Re: Digesting explain analyze

From: Jesper Krogh <jesper(at)krogh(dot)cc>
To: Ron Mayer <rm_pg(at)cheapcomplexdevices(dot)com>
Cc: pgsql-performance(at)postgresql(dot)org
Subject: Re: Digesting explain analyze
Date: 2010-01-07 06:10:28
Message-ID: 4B457AD4.8090405@krogh.cc
Views: Raw Message | Whole Thread | Download mbox | Resend email
Thread:
Lists: pgsql-performance

Ron Mayer wrote:
>> ...The inner sets are on average 3.000 for
>> both id1 and id2 and a typical limit would be 100, so if I could convince
>> postgresql to not fetch all of them then I would reduce the set retrieved
>> by around 60. The dataset is quite large so the random query is not very
>> likely to be hitting the same part of the dataset again, so there is going
>> to be a fair amount of going to disk.,
>
> If disk seeks are killing you a kinda crazy idea would be to
> duplicate the table - clustering one by (id1) and
> the other one by an index on (id2) and unioning the
> results of each.

That's doubling the disk space needs for the table. Is there any odds
that this would benefit when the intitial table significantly exceeds
available memory by itself?

> Since each of these duplicates of the table will be clustered
> by the column you're querying it on, it should just take one
> seek in each table.
>
> Then your query could be something like
>
> select * from (
> select * from t1 where id1=2067 order by evalue limit 100
> union
> select * from t2 where id2=2067 order by evalue limit 100
> ) as foo order by evalue limit 100;

This is actually what I ended up with as the best performing query, just
still on a single table, because without duplication I can add index and
optimize this one by (id1,evalue) and (id2,evalue).
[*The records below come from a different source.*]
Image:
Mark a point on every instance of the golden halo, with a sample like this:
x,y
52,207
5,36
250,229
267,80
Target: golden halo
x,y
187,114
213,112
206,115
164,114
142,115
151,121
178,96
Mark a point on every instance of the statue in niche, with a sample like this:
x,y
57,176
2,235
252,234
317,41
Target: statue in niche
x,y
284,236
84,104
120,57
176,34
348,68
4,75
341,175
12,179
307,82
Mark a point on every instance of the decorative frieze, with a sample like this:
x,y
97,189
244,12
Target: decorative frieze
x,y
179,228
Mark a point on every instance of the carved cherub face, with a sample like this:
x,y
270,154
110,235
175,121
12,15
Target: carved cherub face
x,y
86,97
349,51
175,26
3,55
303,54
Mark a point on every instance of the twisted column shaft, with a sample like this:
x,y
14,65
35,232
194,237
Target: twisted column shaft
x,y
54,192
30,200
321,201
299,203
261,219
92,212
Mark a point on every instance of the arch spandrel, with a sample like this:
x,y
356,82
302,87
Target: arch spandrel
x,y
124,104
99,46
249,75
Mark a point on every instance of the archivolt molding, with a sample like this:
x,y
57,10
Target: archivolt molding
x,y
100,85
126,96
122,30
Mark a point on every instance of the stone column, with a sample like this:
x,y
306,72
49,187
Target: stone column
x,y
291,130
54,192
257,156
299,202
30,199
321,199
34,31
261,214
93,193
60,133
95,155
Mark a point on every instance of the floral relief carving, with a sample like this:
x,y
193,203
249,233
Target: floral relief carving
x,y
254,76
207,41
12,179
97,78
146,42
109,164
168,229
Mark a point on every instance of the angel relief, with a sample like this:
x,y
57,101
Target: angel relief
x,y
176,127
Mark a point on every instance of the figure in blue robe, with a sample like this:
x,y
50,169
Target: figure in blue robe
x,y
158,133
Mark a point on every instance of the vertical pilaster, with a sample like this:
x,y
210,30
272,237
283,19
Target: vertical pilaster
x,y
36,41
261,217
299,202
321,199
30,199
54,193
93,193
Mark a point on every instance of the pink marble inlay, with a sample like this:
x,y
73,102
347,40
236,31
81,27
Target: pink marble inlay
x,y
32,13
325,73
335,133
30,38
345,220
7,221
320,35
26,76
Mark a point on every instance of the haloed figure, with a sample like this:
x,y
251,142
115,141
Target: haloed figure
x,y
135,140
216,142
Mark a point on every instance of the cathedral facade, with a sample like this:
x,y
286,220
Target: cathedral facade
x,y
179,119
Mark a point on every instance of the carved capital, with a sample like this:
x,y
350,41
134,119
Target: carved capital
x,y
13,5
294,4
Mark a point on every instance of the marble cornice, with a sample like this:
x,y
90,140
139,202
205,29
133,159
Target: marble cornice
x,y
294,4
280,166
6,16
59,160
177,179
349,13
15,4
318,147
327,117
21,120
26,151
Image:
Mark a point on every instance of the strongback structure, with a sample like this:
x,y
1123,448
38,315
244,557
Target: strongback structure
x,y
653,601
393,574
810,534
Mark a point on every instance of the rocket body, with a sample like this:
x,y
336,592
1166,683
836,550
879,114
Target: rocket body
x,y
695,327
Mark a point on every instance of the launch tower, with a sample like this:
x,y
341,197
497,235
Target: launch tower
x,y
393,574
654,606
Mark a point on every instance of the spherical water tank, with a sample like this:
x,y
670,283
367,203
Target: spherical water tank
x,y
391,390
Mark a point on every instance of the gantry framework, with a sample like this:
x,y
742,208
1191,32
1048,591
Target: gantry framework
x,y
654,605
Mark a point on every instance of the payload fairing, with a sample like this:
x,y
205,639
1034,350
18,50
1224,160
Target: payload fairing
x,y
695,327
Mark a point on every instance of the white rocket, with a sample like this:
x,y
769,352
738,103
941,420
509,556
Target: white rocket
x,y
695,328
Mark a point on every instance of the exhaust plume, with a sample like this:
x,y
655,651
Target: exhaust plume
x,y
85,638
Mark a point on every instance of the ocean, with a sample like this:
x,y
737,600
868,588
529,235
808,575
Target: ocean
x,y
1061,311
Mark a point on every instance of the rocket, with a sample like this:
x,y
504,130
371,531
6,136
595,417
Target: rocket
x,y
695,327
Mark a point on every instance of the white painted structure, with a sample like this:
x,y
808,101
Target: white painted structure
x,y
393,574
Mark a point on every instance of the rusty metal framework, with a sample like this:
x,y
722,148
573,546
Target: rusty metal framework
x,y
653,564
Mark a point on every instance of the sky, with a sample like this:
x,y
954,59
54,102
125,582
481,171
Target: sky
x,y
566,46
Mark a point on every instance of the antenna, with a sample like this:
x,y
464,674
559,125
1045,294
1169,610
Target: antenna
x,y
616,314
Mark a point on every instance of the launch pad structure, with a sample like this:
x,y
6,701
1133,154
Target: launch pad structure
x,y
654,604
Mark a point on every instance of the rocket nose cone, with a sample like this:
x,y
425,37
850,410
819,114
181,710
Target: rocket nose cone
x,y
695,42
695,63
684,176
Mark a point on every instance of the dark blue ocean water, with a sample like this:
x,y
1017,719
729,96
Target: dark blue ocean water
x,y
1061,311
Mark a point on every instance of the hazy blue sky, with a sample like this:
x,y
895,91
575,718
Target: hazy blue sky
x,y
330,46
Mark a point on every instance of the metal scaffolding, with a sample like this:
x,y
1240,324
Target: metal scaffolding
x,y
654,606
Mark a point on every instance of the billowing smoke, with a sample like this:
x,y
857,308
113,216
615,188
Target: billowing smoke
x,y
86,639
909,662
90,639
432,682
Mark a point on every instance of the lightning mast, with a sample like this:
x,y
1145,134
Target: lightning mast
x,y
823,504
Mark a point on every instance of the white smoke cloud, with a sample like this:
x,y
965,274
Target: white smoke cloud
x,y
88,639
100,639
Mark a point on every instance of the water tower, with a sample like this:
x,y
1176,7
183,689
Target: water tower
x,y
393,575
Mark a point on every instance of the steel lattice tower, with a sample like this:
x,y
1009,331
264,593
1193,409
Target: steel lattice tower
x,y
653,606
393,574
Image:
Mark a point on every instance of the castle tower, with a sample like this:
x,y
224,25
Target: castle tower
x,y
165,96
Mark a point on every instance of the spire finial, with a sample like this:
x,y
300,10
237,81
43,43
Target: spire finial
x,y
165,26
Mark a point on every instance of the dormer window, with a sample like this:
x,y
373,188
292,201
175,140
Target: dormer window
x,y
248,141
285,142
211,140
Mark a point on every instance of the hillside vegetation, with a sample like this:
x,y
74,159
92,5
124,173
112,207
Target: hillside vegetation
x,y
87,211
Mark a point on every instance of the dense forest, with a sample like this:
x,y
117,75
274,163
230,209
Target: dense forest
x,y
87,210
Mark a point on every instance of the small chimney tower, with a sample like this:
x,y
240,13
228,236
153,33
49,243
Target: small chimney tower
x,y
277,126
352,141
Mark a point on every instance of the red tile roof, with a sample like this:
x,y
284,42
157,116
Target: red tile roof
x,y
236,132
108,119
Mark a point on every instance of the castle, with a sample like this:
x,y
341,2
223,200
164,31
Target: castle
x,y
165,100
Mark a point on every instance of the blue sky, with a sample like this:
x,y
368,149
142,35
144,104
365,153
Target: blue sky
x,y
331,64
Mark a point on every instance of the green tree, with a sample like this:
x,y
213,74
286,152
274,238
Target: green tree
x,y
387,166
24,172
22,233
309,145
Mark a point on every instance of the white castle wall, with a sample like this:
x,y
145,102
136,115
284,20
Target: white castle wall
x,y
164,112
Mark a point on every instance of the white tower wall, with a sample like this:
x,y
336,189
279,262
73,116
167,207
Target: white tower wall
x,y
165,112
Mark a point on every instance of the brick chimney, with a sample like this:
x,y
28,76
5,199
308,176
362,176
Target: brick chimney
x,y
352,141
It is still getting
killed quite a lot by disk IO. So I guess I'm up to:

1) By better disk (I need to get an estimate how large it actually is
going to get).
2) Stick with one table, but make sure to have enough activity to get a
large part of the index in the OS-cache anyway. (and add more memory if
nessesary).

The data is seeing a fair amount of growth (doubles in a couple of years
) so it is fairly hard to maintain clustering on them .. I would suspect.

Is it possible to get PG to tell me, how many rows that fits in a
disk-page. All columns are sitting in "plain" storage according to \d+
on the table.

> Hmm.. and I wonder if putting evalue into the criteria to cluster
> the tables too (i.e. cluster on id1,evalue) if you could make it
> so the limit finds the right 100 evalues first for each table....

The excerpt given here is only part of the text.